From Analysis to Action: Key Steps in Local Adaptation Planning

 Lessons from the Locally-led Adaptation Learning Pilot in Zambia 

Local climate adaptation planning is paramount in addressing the increasingly urgent challenges posed by climate change. Statistics underscore the critical need for proactive measures: according to the World Bank, climate-related disasters have affected over 1.7 billion people worldwide in the past two decades alone. Furthermore, the Intergovernmental Panel on Climate Change (IPCC) warns that without significant adaptation efforts, the impacts of extreme weather events, such as hurricanes, floods, and droughts, will worsen, exacerbating food insecurity, displacement, and economic losses. In this context, local adaptation planning emerges as a crucial tool for enhancing resilience and safeguarding livelihoods, infrastructure, and ecosystems. 
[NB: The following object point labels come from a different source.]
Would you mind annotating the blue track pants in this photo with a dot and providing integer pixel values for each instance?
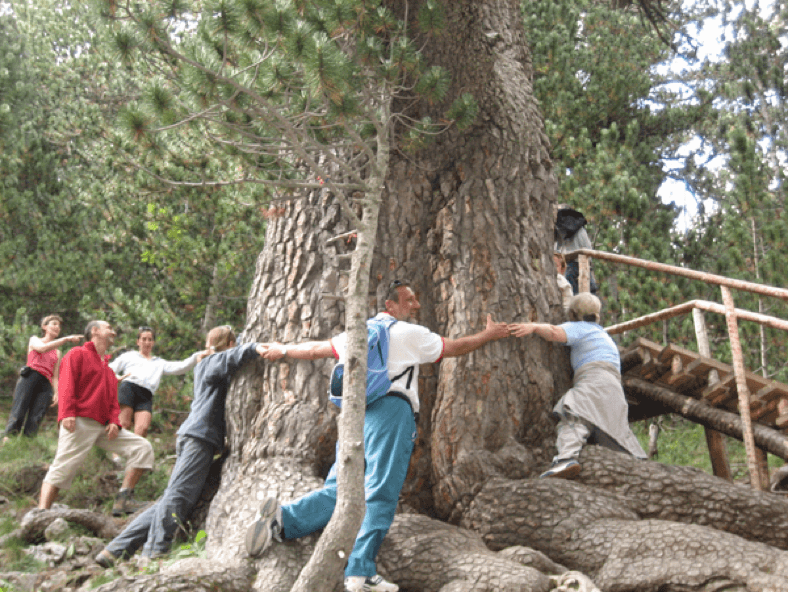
(389, 435)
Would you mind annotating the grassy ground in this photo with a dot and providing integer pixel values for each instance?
(683, 443)
(23, 462)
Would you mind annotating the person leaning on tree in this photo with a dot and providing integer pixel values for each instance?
(38, 379)
(200, 436)
(88, 416)
(142, 372)
(595, 407)
(389, 436)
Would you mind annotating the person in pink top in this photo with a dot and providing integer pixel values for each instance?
(88, 414)
(38, 380)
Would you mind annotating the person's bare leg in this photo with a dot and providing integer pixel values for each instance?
(131, 477)
(48, 496)
(142, 421)
(126, 416)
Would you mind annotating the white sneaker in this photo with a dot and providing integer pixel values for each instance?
(373, 584)
(562, 469)
(266, 527)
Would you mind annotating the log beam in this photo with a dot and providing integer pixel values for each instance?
(722, 421)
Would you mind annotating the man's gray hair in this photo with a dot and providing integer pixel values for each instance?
(89, 329)
(585, 307)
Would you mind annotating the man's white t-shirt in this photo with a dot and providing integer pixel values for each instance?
(409, 346)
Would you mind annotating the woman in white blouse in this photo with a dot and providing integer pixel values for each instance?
(140, 373)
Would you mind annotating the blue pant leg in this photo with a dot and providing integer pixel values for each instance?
(134, 535)
(389, 430)
(182, 493)
(42, 398)
(312, 511)
(572, 275)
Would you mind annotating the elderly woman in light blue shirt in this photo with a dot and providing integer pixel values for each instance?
(140, 372)
(595, 407)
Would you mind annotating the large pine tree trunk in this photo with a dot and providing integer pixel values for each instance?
(468, 222)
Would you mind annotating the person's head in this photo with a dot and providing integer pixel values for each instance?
(560, 262)
(51, 325)
(100, 333)
(585, 307)
(401, 301)
(220, 338)
(145, 340)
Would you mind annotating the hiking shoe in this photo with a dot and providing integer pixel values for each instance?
(267, 526)
(374, 584)
(562, 469)
(125, 504)
(105, 559)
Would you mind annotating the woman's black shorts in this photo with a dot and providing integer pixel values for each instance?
(135, 396)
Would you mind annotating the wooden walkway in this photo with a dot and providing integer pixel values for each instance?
(692, 376)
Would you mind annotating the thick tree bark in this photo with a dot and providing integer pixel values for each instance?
(630, 537)
(469, 223)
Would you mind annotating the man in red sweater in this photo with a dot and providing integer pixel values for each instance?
(88, 414)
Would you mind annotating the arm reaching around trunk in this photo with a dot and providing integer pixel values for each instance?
(543, 330)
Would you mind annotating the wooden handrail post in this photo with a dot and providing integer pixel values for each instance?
(584, 279)
(715, 441)
(743, 390)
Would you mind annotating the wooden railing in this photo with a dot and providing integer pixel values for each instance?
(756, 465)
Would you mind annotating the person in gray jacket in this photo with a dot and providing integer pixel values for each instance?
(199, 438)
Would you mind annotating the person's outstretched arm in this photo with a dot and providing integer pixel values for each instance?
(469, 343)
(543, 330)
(308, 350)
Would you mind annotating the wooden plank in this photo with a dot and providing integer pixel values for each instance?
(702, 366)
(764, 411)
(671, 350)
(773, 390)
(725, 385)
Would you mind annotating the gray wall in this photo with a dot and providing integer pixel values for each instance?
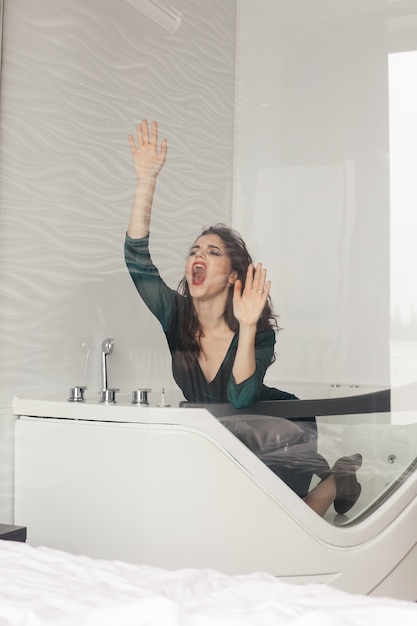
(77, 77)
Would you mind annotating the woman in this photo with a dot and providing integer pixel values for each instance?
(219, 324)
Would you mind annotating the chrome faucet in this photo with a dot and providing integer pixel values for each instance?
(107, 396)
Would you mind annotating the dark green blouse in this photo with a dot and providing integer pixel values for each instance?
(167, 305)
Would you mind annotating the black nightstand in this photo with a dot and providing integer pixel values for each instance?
(13, 533)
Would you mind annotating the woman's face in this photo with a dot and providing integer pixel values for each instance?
(209, 269)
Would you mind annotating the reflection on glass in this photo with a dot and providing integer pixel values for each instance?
(403, 229)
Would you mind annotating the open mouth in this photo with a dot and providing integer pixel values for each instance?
(199, 273)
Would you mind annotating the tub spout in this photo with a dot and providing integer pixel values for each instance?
(107, 396)
(106, 348)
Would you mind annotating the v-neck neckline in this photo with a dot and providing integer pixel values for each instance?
(210, 382)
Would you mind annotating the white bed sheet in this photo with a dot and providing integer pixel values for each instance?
(40, 586)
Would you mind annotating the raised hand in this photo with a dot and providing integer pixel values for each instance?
(147, 159)
(249, 303)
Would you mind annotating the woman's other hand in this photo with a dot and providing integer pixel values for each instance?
(249, 304)
(147, 159)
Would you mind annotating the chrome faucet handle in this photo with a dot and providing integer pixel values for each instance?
(77, 393)
(140, 397)
(108, 396)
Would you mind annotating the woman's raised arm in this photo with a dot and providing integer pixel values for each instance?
(148, 162)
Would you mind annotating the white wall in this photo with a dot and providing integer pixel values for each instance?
(77, 76)
(312, 146)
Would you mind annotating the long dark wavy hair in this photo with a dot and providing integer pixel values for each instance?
(190, 329)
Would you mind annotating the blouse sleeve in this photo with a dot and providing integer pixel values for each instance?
(158, 297)
(248, 391)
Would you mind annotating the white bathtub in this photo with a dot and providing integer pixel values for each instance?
(172, 487)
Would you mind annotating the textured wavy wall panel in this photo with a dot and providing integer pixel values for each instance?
(77, 76)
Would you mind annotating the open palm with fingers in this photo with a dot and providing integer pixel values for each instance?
(147, 158)
(249, 303)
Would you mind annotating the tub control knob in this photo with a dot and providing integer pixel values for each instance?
(140, 397)
(77, 394)
(108, 396)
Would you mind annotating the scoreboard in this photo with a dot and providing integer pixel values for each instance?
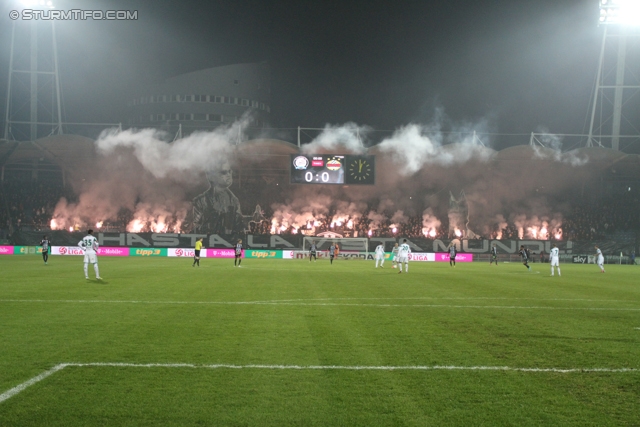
(332, 169)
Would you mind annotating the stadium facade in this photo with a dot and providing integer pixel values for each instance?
(204, 99)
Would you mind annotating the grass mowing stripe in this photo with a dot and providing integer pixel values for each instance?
(512, 307)
(12, 392)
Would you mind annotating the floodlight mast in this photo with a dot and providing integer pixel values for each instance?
(34, 73)
(622, 14)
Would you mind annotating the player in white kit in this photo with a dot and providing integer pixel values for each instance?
(90, 246)
(380, 255)
(403, 256)
(394, 255)
(599, 259)
(554, 257)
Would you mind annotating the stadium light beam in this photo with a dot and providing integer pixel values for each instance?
(620, 12)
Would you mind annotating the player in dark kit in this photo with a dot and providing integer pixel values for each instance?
(494, 255)
(332, 252)
(46, 244)
(525, 257)
(312, 251)
(196, 255)
(238, 258)
(452, 255)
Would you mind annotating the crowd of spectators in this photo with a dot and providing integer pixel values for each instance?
(594, 221)
(30, 205)
(27, 205)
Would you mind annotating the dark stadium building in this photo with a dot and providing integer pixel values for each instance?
(202, 100)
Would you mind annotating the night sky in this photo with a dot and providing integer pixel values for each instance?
(521, 66)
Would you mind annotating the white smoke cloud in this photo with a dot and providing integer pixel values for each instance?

For adaptation planning to be effective, there should be an integration of climate risk assessments, designing and implementation of community-driven solutions in a Local Adaptation Plan (LAP), and policy advocacy all planned and sequenced as part of the same process. The information gleaned from climate risk analysis can be effectively used to guide the creation and implementation of local adaptation plans, while opportunities for learning events and policy advocacy ensure sustainability and scale. This guide provides a practical case study of what this sequencing looked like throughout CARE’s Locally-led Adaptation Pilot (LLAP) in Southern Zambia and provides insights on how practitioners can design adaptation planning processes from analysis to action. It also also thereby offers insight as to types of investments needed from donors and governments.